FDA Approves First Treatment for Rare Blood Disorder, Beta Thalassemia

Adult patients with beta thalassemia will now have an FDA-approved treatment available with luspatercept-aamt (Reblozyl). The therapy treats the rare inherited blood disorder, which requires patients to have regular red blood cell transfusions.

People with beta thalassemia often have lifelong regimens of chronic blood transfusions in order to survive, and then need treatment for iron overload due to the transfusions.

“When patients receive multiple blood transfusions, there is a risk for iron overload, which can affect many organs,” Richard Pazdur, MD, director of the FDA’s Oncology Center of Excellence and acting director of the Office of Oncologic Diseases in the FDA’s Center for Drug Evaluation and Research, said in a statement. “Today’s approval provides patients with a therapy that, for the first time, will help decrease the number of blood transfusions. This approval is an example of our continued progress for rare diseases and providing important new drugs to patients earlier.”

Reblozyl was approved based on a trial of 336 patients, 112 of whom received placebo. The trial showed that 21.0% of the patients receiving Reblozyl achieved at least a 33.0% reduction in transfusions.
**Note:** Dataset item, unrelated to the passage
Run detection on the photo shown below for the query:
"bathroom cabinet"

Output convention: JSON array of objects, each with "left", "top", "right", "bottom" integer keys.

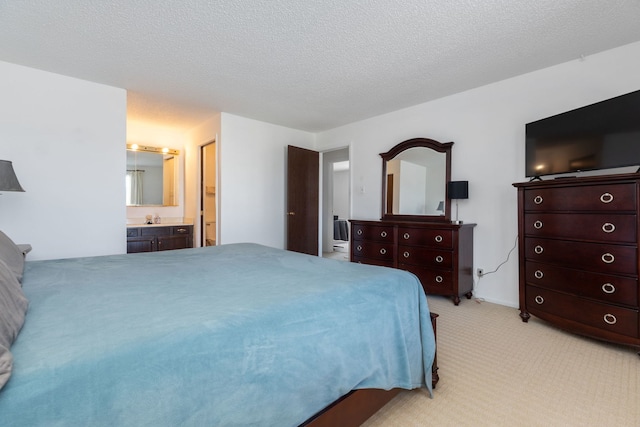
[{"left": 127, "top": 224, "right": 193, "bottom": 254}]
Patients on placebo only had a 4.5% reduction in transfusions.

The treatment is manufactured by Celgene and Acceleron, and the list price will be $3441 per 25 mg vial, according to Biopharma Dive.
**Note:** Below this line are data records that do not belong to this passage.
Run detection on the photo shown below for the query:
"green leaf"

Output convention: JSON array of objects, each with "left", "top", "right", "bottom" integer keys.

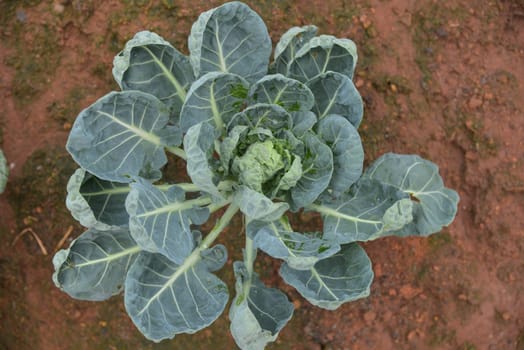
[
  {"left": 180, "top": 72, "right": 249, "bottom": 132},
  {"left": 66, "top": 168, "right": 131, "bottom": 231},
  {"left": 113, "top": 30, "right": 171, "bottom": 87},
  {"left": 233, "top": 185, "right": 289, "bottom": 221},
  {"left": 248, "top": 74, "right": 315, "bottom": 112},
  {"left": 67, "top": 91, "right": 180, "bottom": 182},
  {"left": 309, "top": 178, "right": 413, "bottom": 244},
  {"left": 307, "top": 72, "right": 364, "bottom": 128},
  {"left": 273, "top": 25, "right": 318, "bottom": 76},
  {"left": 246, "top": 220, "right": 340, "bottom": 270},
  {"left": 288, "top": 35, "right": 358, "bottom": 82},
  {"left": 229, "top": 261, "right": 293, "bottom": 350},
  {"left": 364, "top": 153, "right": 459, "bottom": 236},
  {"left": 188, "top": 2, "right": 272, "bottom": 83},
  {"left": 291, "top": 111, "right": 317, "bottom": 137},
  {"left": 53, "top": 228, "right": 141, "bottom": 301},
  {"left": 0, "top": 149, "right": 9, "bottom": 193},
  {"left": 317, "top": 114, "right": 364, "bottom": 197},
  {"left": 124, "top": 245, "right": 229, "bottom": 342},
  {"left": 272, "top": 156, "right": 302, "bottom": 197},
  {"left": 227, "top": 103, "right": 292, "bottom": 132},
  {"left": 125, "top": 179, "right": 211, "bottom": 264},
  {"left": 184, "top": 123, "right": 222, "bottom": 198},
  {"left": 219, "top": 125, "right": 248, "bottom": 175},
  {"left": 280, "top": 243, "right": 373, "bottom": 310},
  {"left": 121, "top": 44, "right": 195, "bottom": 122},
  {"left": 290, "top": 133, "right": 333, "bottom": 210}
]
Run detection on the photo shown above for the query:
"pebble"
A total of 3.6% of patients experienced serious adverse reactions, the most common of which were headache (26% for Reblozyl vs 24% for placebo), bone pain (20% vs 8%), arthralgia (19% vs 12%), fatigue (14% vs 13%), cough (14% vs 11%), abdominal pain (14% vs 12%), diarrhea (12% vs 10%), and dizziness (11% vs 5%).

Nadim Ahmed, president of global hematology and oncology for Celgene called the approval “an important milestone,” since patients with anemia due to beta thalassemia have limited treatment options.

Another treatment in the pipeline for beta thalassemia will be coming from bluebird bio. LentiGlobin will be a gene therapy, which will come with a high price tag. Although the treatment is not yet approved, bluebird bio has already explained that the intrinsic value of the treatment, based on quality of life and life extension, would be $2.1 million. The company has already said it plans to price the treatment south of that number.

In addition, bluebird bio plans to roll out a unique financing mechanism to pay for the gene therapy. The model would spread payments out over 5 years in equal installments. The first installment is the equivalent of an access fee, but the rest of the installments are at risk and are based on the success of the treatment.